Wearable ref design - mechanical considerations

Hello,

Thank you for the release this very interesting work. I am currently designing my own smartwatch and many parts are in common.
Several questions appeared to me.

  • casing : most of the casing seems to be in aluminium. Isn’t it a waste of energy in terms of radio transmission (for GPS, bluetooth and NFC)?
  • display : it seems to be fixed only with glue. Have you test the shock resistance (IK 6) and IP67 (liquid ingress protection).

I am aware that this design isn’t made to be used as is; but I am very interested in understanding good practices, what works and what doesn’t work.

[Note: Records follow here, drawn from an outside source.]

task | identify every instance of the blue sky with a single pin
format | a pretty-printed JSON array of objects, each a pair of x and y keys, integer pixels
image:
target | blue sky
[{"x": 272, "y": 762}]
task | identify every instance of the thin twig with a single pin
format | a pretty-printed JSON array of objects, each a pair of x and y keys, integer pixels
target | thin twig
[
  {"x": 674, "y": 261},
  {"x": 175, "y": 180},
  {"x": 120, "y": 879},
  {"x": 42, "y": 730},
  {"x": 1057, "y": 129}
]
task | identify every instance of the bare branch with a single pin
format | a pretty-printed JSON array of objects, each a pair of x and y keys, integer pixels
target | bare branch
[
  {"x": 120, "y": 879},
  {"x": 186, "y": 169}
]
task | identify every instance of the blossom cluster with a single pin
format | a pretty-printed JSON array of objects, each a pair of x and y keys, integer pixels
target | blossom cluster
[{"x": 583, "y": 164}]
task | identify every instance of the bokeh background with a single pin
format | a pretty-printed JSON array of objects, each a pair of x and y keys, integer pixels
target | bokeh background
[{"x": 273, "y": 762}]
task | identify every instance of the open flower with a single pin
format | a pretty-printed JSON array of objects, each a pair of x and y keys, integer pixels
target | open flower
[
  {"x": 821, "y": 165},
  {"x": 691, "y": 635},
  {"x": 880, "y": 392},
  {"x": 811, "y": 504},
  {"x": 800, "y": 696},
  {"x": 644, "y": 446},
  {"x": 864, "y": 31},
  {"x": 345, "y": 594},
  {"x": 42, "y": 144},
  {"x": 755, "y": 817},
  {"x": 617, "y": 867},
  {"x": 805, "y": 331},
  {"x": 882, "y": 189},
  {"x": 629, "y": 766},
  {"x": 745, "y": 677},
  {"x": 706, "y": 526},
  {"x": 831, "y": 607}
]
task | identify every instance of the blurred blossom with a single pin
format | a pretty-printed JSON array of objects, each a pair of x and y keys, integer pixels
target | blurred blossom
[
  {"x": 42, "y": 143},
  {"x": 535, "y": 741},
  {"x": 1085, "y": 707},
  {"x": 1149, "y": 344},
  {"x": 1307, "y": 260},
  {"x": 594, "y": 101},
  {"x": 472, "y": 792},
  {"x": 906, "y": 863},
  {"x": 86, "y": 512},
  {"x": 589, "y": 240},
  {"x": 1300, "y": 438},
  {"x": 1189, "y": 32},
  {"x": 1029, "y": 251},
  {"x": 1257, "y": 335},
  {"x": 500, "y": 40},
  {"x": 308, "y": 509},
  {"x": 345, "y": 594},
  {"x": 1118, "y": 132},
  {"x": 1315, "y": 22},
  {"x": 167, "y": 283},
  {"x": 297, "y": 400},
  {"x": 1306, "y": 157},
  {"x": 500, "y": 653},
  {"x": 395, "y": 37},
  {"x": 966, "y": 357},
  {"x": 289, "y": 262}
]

Moreover, if you have some for sale, I would be a buyer!

Best,

JG

Hi,

That’s great to hear! I hope the reference design is useful in your smartwatch development. Let us know how it goes :slight_smile:

You are right: the aluminium casing is problematic for the radio transmission performance. The choice of material for the case was a trade-off. We chose aluminium for a few reasons: We wanted a premium aesthetic for our design. The use of metal over plastic allows for a more rigid structure (parts that are glued on could come lose more easily if the case were more flexible) Our capacitive touch panels require a metal backing, this is easily achieved if the case is already metal.

To help the radio components we created a cavity in the strap and put all the antennae into positions where the cross section of the metal casing is outside of the suggested keep-out areas for the antennae. It’s not perfect, there are still problems we had to overcome, but it works.

As for the display, you are correct again, it is fixed on with glue alone. This is common for devices of this size and with the correct selection of glue can be robust. It helps that the display is in a recess, meaning that all four outer sides as well as the edge of the underside act as adhesion surfaces. We have not undertaken any official ingress or impact testing, sadly.

Hope that helps,

Best regards,

Steve

Hello Steven,

Thank you for this clear answer.

I am trying now to integrate your specific display connector (Hirose FH19C-10S-0.5SH), but I find out that for the FH19C series the recommended thickness of FPC/FFC is 0.2mm (± 0.03).
The display FPC connector has a thickness of 0.3 mm.

Did you encounter some issues for assembling it? Or is it acceptable in an industrial assembling line?